Spark

Spark's Goal

  • To create a Fault Tolerant, and efficient method for processing data
  • Do so in the main memory using RDD
  • We want to perform the map reduce in main memory whenever possible, to avoid pointless waiting for disk fetch.
    • Query results are saved into the main memory so that if we have another query who’s results are entirely inside the previous result, we can skip disk check
    • This goes against fault-tolerance as its possible the previous result doesn’t contain the new query so we must go to the disk anyways
  • Allows for iterative algorithms
  • Integrates with Scala programming language
  • Because

Spark Fault Tolerance

  • Uses the same multi-machine redundancy that we theorized in the Hadoop case, however data is placed in the main memory, not the disk.
  • Lineage Graph
    • The connection from the original partition in the HDFS with all intermediate results along the way

Resilient Distributed Datasets

  • Can be created from raw files or other RDD
  • Very forgiving towards parallel processing of data sets using an image of the system, using cached values and the dataset in main memory
  • Restricted form of distributed shared memory
    • immutable, partitioned collections of records
    • through coarse transformations(map, filter, join)
  • Efficient recovery using lineage graph
    • Log one operation to apply
  • Transformations
    • Create a new dataset using the old one
    • EX: map, reduce, Collect
    • Flatmap can create multiple elements from a single input element depending on the function
      • One-to-many map
  • Actions
    • mapValues
      • will enact a lambda functinothat only works on the values. EX: x = x + 1
    • flatMapValues()
    • ReduceByKey()
      • does the reducing that we needed a separate class for in hadoop

Page Rank

  • Ingoing vs outgoing
    • most pages have links that go to other websites. if they have links like social media sites or other external websites these are called outbound
    • other websites linking to my webpage are called inbound links
    • Every page can be described in part by its inbound and outbound link degrees
  • Using both ingoing and outgoing link count we can find the page’s Rank
  • Finding Page Rank
    1. Each page starts with a value of 1.
    2. Each page outputs a value of 1/outgoing degree to each outbound link in the diagram
    3. These inbound links are then your new score to determine your rank

Spark SQL Concepts

  • Create a dataframe to hold the information
    • Dataframes can be created with SparkSession
  • Dataframe being implemented with an RDD of Rows

Messaging System

  • A messaging system handles messages between hosts
  • Point to Point
    • This system uses a queue to persist messages
    • one or more consumers can consume the messages in the queue
  • Publish-Subscribe
    • This system messages are persisted in a topic
    • consumers can subscribe to one or more topics and consume all the messages
    • message producers are called publishers and message consumers are called subscribers

Kafka

  • Uses publish-subscribe architecture
  • is an enterprise messaging system that provides high throughput with partitions and fault tolerance with replication.
  • deals with real time streaming data.

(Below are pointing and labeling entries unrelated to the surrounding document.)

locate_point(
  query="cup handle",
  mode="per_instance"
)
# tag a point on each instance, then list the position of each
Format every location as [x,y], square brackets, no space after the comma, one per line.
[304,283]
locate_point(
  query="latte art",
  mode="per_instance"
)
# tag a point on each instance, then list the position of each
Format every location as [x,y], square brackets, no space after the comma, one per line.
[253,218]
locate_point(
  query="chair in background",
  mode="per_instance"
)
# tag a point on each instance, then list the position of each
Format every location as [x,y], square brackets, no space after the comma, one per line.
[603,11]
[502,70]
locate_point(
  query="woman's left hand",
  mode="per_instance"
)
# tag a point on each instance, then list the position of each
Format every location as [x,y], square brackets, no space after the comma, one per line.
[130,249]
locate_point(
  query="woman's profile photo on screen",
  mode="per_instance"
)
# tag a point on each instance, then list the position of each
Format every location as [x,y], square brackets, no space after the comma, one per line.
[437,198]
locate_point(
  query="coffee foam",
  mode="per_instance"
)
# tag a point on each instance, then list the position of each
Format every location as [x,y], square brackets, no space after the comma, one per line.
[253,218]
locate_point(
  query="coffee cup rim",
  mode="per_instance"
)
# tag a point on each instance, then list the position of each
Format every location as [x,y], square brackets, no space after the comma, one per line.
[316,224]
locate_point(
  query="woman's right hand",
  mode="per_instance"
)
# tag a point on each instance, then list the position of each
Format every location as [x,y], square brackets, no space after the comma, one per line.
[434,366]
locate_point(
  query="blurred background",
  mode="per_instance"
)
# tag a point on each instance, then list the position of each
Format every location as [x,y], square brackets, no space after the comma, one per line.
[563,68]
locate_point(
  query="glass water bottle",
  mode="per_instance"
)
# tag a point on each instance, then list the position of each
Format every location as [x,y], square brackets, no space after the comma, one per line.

Works with Spark Streaming
  • Messages belong to a particular category called Topics
  • Partition
    • Each topic is put into a partition
    • For each topic, Kafka keeps >=1 copy of each topic
    • each partition has a unique sequence ID called the offset
  • Producer / Consumer
    • Each consumer group has its own pointer to check where in the partition it wants to read
    • producer always inserts at the end of the queue, taking up a single pointer
  • Zoo Keeper
    • an open source coordination service for managing and coordination Kafka brokers
    • notifies producers and consumers about new brokers, when there is a failure, etc

NoSQL Databases

Study Topics

  1. Are Partitions mutable or immutable?